Around twenty years ago I used to lead hikes with the Manchester University Hiking Club. We would arrange for a coach to come and take a party of us from the steps of the student union building in Oxford Road at 9:00 am on sunday mornings. Took a bit of organising: With organising the coaches, planning the walks, checking up on the weather, making sure club kit was complete and functional etc. There was always six hikes, one being the hardest and six being the easiest. I would lead a 4, 5 or a 6. We would go around the coach en route, and speak to the students and show them a map and sometimes pictures from previous expeditions and ask them which walk they wanted to join. Sometimes we would get a newbie to hiking who didn’t understand or who’d gone back to sleep after the previous nights “entertaining” and assume that hike one was the easiest. Often I would be leading my crew up the side of a hill to meet a lone straggler who had been told to “wait here for hike six”.

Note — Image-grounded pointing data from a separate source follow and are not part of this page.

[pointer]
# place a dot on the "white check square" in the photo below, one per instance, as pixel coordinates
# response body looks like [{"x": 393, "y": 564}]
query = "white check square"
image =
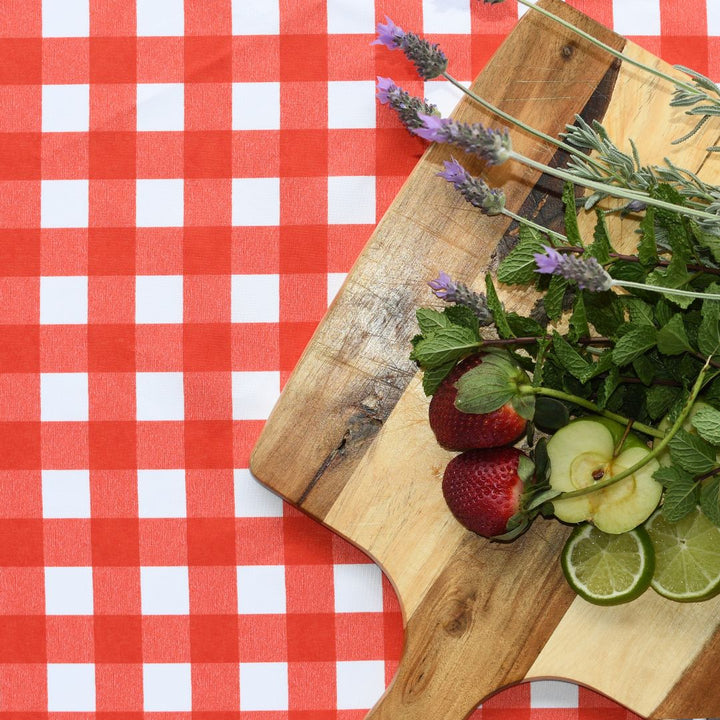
[
  {"x": 347, "y": 17},
  {"x": 351, "y": 200},
  {"x": 160, "y": 18},
  {"x": 64, "y": 203},
  {"x": 160, "y": 396},
  {"x": 68, "y": 591},
  {"x": 167, "y": 687},
  {"x": 264, "y": 686},
  {"x": 255, "y": 17},
  {"x": 161, "y": 493},
  {"x": 360, "y": 683},
  {"x": 66, "y": 493},
  {"x": 65, "y": 108},
  {"x": 358, "y": 588},
  {"x": 71, "y": 687},
  {"x": 351, "y": 104},
  {"x": 261, "y": 589},
  {"x": 159, "y": 203},
  {"x": 158, "y": 299},
  {"x": 256, "y": 106},
  {"x": 254, "y": 394},
  {"x": 255, "y": 298},
  {"x": 160, "y": 106},
  {"x": 255, "y": 201},
  {"x": 65, "y": 18},
  {"x": 64, "y": 397},
  {"x": 164, "y": 590},
  {"x": 253, "y": 499},
  {"x": 63, "y": 300}
]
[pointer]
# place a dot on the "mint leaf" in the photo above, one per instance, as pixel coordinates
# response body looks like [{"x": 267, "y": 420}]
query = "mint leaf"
[
  {"x": 634, "y": 343},
  {"x": 430, "y": 320},
  {"x": 433, "y": 377},
  {"x": 519, "y": 267},
  {"x": 464, "y": 316},
  {"x": 572, "y": 231},
  {"x": 570, "y": 358},
  {"x": 600, "y": 248},
  {"x": 659, "y": 399},
  {"x": 681, "y": 494},
  {"x": 691, "y": 453},
  {"x": 444, "y": 346},
  {"x": 488, "y": 386},
  {"x": 672, "y": 338},
  {"x": 497, "y": 309},
  {"x": 707, "y": 422},
  {"x": 647, "y": 247},
  {"x": 710, "y": 499},
  {"x": 554, "y": 297},
  {"x": 640, "y": 312}
]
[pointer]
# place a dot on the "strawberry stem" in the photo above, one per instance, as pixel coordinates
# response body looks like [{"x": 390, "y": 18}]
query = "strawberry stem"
[
  {"x": 588, "y": 405},
  {"x": 655, "y": 451}
]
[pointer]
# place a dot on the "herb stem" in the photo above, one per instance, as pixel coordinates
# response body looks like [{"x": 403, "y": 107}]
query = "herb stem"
[
  {"x": 522, "y": 125},
  {"x": 609, "y": 189},
  {"x": 589, "y": 405},
  {"x": 657, "y": 449},
  {"x": 615, "y": 53}
]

One time I set off with about seven people up the Pike of Blisco. It was a wet, soggy, muddy, overcast winter day with low-lying cloud. We traipsed up and up through this mist and actually emerge above the cloud. We beheld a magnificent transformation. The sun was shining and all of the area surrounding the peak was covered in around six inches of snow. We sat around chatting and ate our packed-lunches there. Some of the students made a snow man, some played snowballs. It was great fun and everyones mood lifted considerably. We then packed up and set off back down the hill, back into the thick mist, back down to the soggy, overcast, muddy world below. Quite magical.